11 comments on “Why We Cannot Bypass the Cross for the Empty Tomb
  1. Being Woven says:

    Yes, we must walk with Him along the road as He carries His Cross and then with Simon as he took it. We must walk the hard in order to see the grace and mercy which He has blessed us with.
    This is just what I need and want to hear today. Visiting from Suzanne’s.
    Caring through Christ, ~ linda

  2. I don’t intend to make one important than the other for both the cross and the resurrection are needed. You can’t have one without the other. The way I see is the cross did all the heavy (ugly work) and the resurrection sealed the deal.

    • Julie Sunne says:

      “the cross did all the heavy (ugly work) and the resurrection sealed the deal.” Well put, Jon! Blessings for a joyous Easter celebration.

  3. Jaime Wiebel says:

    I saw your story in the live free link up and was compelled by the title. I enjoyed your point of view that you like the triumphant tomb but sometimes skip passed the cross. For years I stayed at the cross and didn’t connect it to the importance empty tomb. Although I knew the importance I was stuck at the cross. The connection between the two is vital and and I just love the whole story of the cross. Great Post, I enjoyed your pictures.

    • Julie Sunne says:

      Oh, I hear your heart, Jaime! Some years after our wedding, my father-in-law questioned why Roman Catholics left Jesus on the cross. I had left the Catholic tradition by then, but assured him that was not the case. We (maybe I should say, I) just appreciated the reminder of the suffering Jesus endured for us.

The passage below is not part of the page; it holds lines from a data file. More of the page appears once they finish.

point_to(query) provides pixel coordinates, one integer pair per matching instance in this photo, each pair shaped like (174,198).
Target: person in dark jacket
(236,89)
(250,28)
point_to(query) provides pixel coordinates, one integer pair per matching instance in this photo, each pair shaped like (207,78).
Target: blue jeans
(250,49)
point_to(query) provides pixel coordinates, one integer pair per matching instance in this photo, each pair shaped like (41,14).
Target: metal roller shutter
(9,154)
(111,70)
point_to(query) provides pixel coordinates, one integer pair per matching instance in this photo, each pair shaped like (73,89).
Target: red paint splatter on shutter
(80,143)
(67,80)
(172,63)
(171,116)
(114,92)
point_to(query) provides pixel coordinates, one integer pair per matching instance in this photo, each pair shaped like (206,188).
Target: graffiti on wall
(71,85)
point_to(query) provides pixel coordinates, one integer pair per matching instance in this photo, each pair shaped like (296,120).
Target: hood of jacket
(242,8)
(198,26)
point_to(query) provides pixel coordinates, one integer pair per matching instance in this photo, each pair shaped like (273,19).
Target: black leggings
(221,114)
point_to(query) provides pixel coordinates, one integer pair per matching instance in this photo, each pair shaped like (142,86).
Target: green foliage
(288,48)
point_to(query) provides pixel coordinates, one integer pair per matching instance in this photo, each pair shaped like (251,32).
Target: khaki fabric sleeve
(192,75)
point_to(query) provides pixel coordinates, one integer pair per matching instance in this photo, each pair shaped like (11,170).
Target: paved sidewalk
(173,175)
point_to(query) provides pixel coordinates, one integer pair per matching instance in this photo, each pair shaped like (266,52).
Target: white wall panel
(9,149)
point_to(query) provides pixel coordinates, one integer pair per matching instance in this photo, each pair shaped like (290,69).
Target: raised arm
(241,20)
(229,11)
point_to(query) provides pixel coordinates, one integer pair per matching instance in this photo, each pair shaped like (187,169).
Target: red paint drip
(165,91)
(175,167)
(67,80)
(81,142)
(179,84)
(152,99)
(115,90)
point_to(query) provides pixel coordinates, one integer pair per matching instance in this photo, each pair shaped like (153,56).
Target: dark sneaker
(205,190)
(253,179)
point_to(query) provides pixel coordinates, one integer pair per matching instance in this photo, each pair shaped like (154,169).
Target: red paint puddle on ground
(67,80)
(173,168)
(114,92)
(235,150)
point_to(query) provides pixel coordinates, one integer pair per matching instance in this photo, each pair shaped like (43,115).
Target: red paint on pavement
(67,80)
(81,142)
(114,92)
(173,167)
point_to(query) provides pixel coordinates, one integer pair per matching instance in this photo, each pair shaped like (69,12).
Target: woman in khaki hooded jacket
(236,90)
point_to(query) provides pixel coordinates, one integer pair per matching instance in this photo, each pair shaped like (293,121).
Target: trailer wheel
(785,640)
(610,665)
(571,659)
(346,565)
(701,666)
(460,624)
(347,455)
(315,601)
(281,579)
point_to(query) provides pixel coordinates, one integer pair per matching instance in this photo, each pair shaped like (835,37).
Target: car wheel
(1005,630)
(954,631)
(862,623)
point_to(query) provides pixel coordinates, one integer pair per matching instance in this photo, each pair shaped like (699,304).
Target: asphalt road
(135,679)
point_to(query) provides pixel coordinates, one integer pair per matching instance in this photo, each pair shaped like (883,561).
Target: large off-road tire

      As Jon mentioned in his comment, we can’t have one without the other. Jesus died and rose for us. The combination brings us into fellowship with the Father and life eternal. Praise God for His perfect plan!

  4. Betty Draper says:

    I want to walk in and witness from the neat and clean, not from the stickiness of Christ’s blood. This is a powerful statement of truth. A look at the cross loses a lot of people,,,it certainly not pretty or romantic or adventurous, or any good word one can find. But it is necessary just as the empty tomb is. Jesus life had to be lived here on earth to make the truth He shared real when one sees the cross and then the empty tomb. I think I struggle when all we do in churches is portray a bloodless faith, when we skip the stickiness of the cross. We have dressed up the resurrection so much it’s hard to get a picture of the awfulness of that time. May were being crucified, many were dying awful deaths but not rose again. Good post, good reminders this time of the year. Yes, lets keep the whole story of the cross out there so the story of the resurrection will be appealing to lost sinners. I know I needed to hear both, the cross and the empty tomb.

    • Julie Sunne says:

      Our church’s Maundy Thursday and Good Friday services this year were incredibly powerful because they presented the awful truth of what Jesus endured. Sobering. Now I’m eagerly awaiting Easter Sunday to joyfully worship the resurrection of our Savior!

  5. Cecelia Lester (Quiet Spirit) says:

    Julie: I am still getting caught up with the blogs I follow. This is beautiful. I believe we NEED the cross in order to understand the empty tomb and what Jesus did for you, other believers, and me,

  6. Cecelia Lester says:

    It was nice to revisit this post. It brings our emotions to the forefront of what the season is about. Thank you for allowing me to revisit these thoughts.